En préambule à l'illustration de ce long séjour, il nous faut évoquer les années qui l'ont précédé.
Nos renseignements sont essentiellement extraits du livre de l'abbé Louis Delcros "La chanson de nos pierres", édité par l'imprimerie Chastrusse-Praudel en 1937, et dont nous possédons un exemplaire. Nous avons aussi puisé dans un long article signé "X.", publié le 9 septembre 1928 dans le numéro 1825 de l'hebdomadaire La Croix de la Corrèze, sous le titre "Lacabanne et l’École Bossuet". Il ne serait d'ailleurs pas étonnant que ce dernier article, plus ancien dans le temps, soit déjà l’œuvre de l'abbé Delcros.
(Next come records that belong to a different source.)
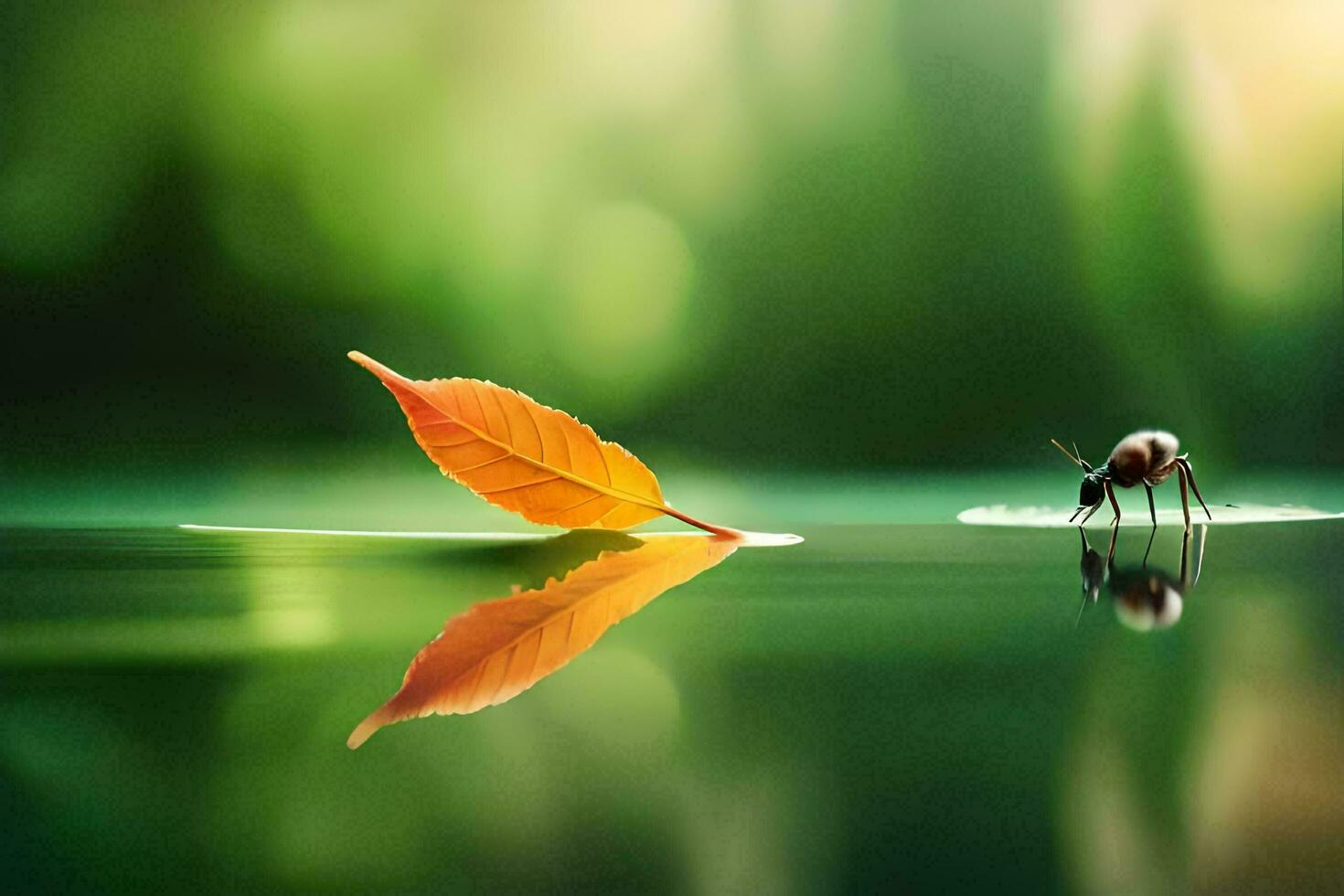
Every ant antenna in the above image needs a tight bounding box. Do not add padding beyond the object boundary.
[1050,439,1092,472]
[1074,442,1092,470]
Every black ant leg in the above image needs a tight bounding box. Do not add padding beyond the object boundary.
[1176,464,1189,532]
[1106,480,1120,525]
[1180,529,1189,593]
[1176,455,1213,520]
[1144,480,1157,567]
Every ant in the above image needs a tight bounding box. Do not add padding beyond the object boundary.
[1050,430,1213,532]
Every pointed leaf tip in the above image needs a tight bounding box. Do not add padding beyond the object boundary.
[346,710,383,750]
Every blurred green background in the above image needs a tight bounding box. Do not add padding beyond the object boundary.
[0,0,1344,893]
[0,0,1344,491]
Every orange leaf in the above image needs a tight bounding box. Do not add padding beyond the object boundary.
[349,352,732,535]
[346,535,741,750]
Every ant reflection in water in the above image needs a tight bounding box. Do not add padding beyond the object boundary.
[1074,525,1209,632]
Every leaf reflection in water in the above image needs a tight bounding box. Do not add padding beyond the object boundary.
[346,533,801,750]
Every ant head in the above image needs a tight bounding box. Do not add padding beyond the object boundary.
[1078,469,1106,507]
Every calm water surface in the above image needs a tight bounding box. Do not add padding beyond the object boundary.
[0,507,1344,893]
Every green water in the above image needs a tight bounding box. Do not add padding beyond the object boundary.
[0,477,1344,893]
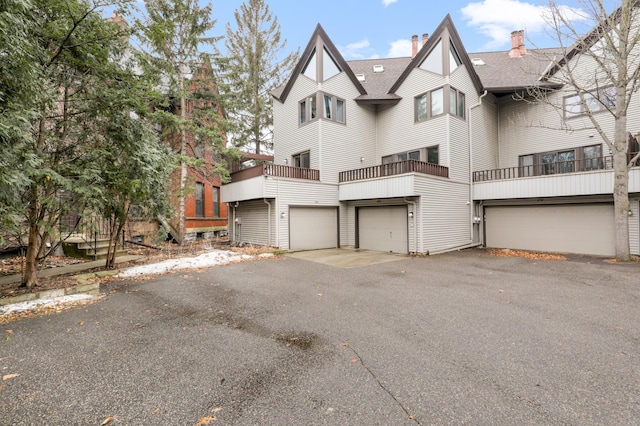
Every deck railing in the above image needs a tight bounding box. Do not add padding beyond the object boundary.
[473,156,613,182]
[231,163,320,182]
[339,160,449,183]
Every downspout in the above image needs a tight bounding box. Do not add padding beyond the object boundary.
[262,198,271,247]
[404,197,419,254]
[232,203,237,242]
[468,90,488,243]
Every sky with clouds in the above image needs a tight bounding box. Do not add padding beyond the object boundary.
[126,0,614,60]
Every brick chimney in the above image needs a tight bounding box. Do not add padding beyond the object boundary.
[509,30,527,58]
[109,12,129,42]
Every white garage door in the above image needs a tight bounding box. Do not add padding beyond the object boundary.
[289,207,338,250]
[358,206,409,253]
[484,204,615,256]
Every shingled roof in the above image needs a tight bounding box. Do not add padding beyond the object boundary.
[347,57,411,103]
[469,48,563,94]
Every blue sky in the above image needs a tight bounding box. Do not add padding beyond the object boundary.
[213,0,604,60]
[115,0,619,60]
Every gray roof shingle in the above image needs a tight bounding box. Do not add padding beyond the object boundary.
[469,48,562,93]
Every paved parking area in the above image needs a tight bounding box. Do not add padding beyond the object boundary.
[0,250,640,425]
[287,248,408,268]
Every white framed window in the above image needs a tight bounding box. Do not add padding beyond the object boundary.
[298,92,346,125]
[291,151,311,169]
[563,86,616,118]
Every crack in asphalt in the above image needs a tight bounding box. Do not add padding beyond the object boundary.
[343,344,422,426]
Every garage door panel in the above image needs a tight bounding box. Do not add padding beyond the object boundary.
[485,204,615,256]
[358,206,408,253]
[289,207,338,250]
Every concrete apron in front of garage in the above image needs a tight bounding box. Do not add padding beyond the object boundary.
[287,249,407,268]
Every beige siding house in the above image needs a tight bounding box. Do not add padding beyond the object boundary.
[222,16,640,256]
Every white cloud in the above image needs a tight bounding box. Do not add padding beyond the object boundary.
[461,0,583,49]
[340,39,371,59]
[386,39,411,58]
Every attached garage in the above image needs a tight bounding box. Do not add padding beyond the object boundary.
[289,207,338,250]
[484,203,615,256]
[357,205,409,253]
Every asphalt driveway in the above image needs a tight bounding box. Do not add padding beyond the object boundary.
[0,250,640,425]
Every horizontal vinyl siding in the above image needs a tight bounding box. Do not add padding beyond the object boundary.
[220,176,265,203]
[471,94,498,171]
[377,69,449,166]
[499,91,613,168]
[448,65,479,182]
[416,178,473,252]
[473,170,613,200]
[273,75,320,169]
[447,116,470,182]
[319,73,380,183]
[339,174,416,201]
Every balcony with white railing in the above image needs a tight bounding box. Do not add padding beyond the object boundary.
[473,156,640,200]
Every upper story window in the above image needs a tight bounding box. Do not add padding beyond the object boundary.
[196,182,204,217]
[382,145,439,164]
[564,86,616,118]
[518,144,604,176]
[449,87,465,119]
[449,44,462,74]
[298,92,346,125]
[414,86,466,122]
[420,39,443,74]
[212,186,220,217]
[291,151,311,169]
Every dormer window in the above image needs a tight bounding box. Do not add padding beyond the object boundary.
[298,92,345,125]
[449,44,462,74]
[302,51,317,80]
[420,39,442,74]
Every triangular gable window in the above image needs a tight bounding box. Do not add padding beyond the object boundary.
[322,49,340,80]
[302,51,318,80]
[420,39,443,74]
[449,44,462,74]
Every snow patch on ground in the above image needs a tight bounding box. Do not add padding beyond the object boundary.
[116,250,253,278]
[0,294,96,315]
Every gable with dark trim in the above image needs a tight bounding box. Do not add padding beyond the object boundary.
[389,15,483,93]
[273,24,367,102]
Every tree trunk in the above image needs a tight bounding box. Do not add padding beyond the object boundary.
[22,183,40,288]
[612,110,631,262]
[178,74,187,245]
[613,149,631,262]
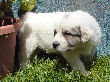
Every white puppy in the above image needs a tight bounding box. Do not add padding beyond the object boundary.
[18,10,101,74]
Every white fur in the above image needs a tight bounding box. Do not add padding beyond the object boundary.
[19,10,101,74]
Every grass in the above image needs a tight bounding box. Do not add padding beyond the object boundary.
[2,53,110,82]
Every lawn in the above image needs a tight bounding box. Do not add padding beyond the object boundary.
[2,55,110,82]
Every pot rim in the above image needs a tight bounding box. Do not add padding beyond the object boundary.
[0,17,22,35]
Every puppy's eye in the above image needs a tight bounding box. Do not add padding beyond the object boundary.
[63,31,72,36]
[54,29,57,36]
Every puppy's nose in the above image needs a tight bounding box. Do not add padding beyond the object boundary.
[52,42,60,49]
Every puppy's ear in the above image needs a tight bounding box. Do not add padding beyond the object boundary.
[80,27,91,43]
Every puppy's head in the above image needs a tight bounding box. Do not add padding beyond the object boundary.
[52,26,81,52]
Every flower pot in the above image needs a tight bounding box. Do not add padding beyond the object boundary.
[0,18,21,79]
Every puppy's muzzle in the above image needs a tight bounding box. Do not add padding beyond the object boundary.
[52,42,60,49]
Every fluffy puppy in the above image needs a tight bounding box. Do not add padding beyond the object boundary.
[18,10,101,74]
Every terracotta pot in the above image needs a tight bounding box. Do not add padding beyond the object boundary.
[0,18,21,78]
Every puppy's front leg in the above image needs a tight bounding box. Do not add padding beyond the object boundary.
[18,34,37,69]
[63,53,87,75]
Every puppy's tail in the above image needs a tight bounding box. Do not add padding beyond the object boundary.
[23,12,32,21]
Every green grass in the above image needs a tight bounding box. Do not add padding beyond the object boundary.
[2,56,110,82]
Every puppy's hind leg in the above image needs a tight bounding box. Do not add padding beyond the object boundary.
[63,54,87,75]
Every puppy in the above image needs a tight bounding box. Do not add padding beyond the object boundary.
[18,10,101,74]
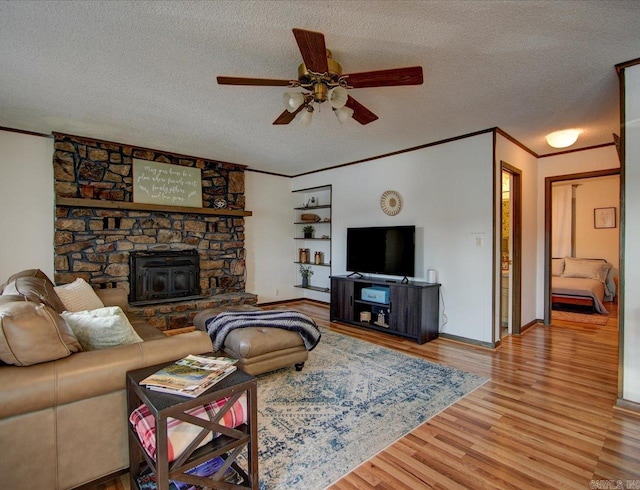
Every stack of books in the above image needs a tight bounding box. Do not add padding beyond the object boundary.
[140,354,238,398]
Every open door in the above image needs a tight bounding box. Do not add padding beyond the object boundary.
[498,162,522,341]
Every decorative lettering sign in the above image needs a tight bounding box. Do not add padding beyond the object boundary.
[133,158,202,208]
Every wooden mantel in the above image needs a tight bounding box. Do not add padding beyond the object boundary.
[56,197,253,216]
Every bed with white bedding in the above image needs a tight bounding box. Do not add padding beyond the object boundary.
[551,257,616,314]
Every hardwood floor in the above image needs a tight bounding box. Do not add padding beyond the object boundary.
[100,301,640,490]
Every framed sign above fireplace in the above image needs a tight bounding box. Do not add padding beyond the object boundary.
[133,158,202,208]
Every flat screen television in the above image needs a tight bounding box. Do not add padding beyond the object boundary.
[347,226,416,277]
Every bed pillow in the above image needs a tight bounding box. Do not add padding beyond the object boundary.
[0,295,82,366]
[563,257,611,283]
[53,277,104,311]
[551,259,564,277]
[62,306,142,350]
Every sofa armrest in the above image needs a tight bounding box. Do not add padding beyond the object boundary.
[0,331,212,418]
[95,288,129,313]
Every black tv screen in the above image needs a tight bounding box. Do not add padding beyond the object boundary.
[347,226,416,277]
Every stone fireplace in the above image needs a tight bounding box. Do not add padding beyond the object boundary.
[53,133,257,329]
[129,250,201,305]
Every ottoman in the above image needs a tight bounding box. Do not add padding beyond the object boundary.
[193,305,309,376]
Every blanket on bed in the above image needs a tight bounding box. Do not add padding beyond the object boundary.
[205,310,320,352]
[551,277,608,314]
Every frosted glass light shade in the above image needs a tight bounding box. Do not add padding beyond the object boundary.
[300,110,313,127]
[333,107,353,124]
[547,129,580,148]
[282,92,304,112]
[327,87,349,109]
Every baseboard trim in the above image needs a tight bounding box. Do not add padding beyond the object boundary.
[438,333,500,349]
[613,398,640,417]
[520,318,544,334]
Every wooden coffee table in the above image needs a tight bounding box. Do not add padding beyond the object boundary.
[127,363,258,490]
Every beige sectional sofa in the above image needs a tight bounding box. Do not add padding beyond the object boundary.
[0,270,212,490]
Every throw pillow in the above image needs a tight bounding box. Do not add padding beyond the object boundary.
[62,306,142,350]
[0,298,82,366]
[563,257,611,282]
[53,277,104,311]
[551,259,564,276]
[2,276,64,313]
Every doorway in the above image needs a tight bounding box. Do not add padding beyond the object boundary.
[498,162,522,340]
[544,168,620,325]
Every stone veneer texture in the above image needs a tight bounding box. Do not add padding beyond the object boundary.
[53,133,250,302]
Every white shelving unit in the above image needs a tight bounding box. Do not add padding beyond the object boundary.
[293,185,332,302]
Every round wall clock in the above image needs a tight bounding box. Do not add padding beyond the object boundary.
[380,191,402,216]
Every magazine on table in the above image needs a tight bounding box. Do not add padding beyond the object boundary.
[140,354,238,398]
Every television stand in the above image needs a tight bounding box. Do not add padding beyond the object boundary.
[330,274,440,344]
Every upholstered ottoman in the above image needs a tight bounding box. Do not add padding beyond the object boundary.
[193,305,309,375]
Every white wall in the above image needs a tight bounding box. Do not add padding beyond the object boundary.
[293,133,493,342]
[495,134,540,338]
[536,145,620,318]
[0,130,54,283]
[245,171,296,303]
[622,65,640,403]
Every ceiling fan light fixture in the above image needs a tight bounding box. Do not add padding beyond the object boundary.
[282,92,304,112]
[546,129,580,148]
[327,87,349,109]
[333,107,353,124]
[300,105,313,128]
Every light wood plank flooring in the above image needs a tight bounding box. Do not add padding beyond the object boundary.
[100,301,640,490]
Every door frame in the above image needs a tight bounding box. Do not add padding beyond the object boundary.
[494,160,522,338]
[544,167,620,325]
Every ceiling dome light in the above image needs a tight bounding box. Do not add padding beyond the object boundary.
[333,107,353,124]
[282,92,304,112]
[547,129,580,148]
[300,106,313,127]
[327,87,349,109]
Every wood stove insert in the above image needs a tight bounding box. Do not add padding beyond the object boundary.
[129,250,202,305]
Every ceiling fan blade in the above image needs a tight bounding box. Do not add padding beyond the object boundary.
[218,77,291,87]
[293,28,329,73]
[345,96,378,125]
[347,66,423,88]
[273,104,304,124]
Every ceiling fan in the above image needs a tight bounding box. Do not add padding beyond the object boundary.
[217,29,423,126]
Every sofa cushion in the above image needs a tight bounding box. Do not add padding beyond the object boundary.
[53,277,104,311]
[62,306,142,350]
[0,300,82,366]
[2,276,64,313]
[0,269,53,294]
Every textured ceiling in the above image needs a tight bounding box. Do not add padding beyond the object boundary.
[0,0,640,175]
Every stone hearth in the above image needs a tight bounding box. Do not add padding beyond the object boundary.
[53,133,257,328]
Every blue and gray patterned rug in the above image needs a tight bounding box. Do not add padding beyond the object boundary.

On sait en effet qu'il avait l'habitude d'écrire dans La Croix, soit des articles non signés, soit sous le mystérieux pseudonyme de Flambeau. Il a par ailleurs été professeur à Bossuet, tant à Lacabanne qu'à Brive. Mais un autre auteur possible pourrait tout aussi bien être l'abbé Jean Germain Breton qui était supérieur de l'établissement au moment de son installation à Lacabanne.
Précisons qu'il ne nous a pas été donné de pouvoir vérifier ces sources.
La couverture du livre de l'abbé Delcros (Col. JPC)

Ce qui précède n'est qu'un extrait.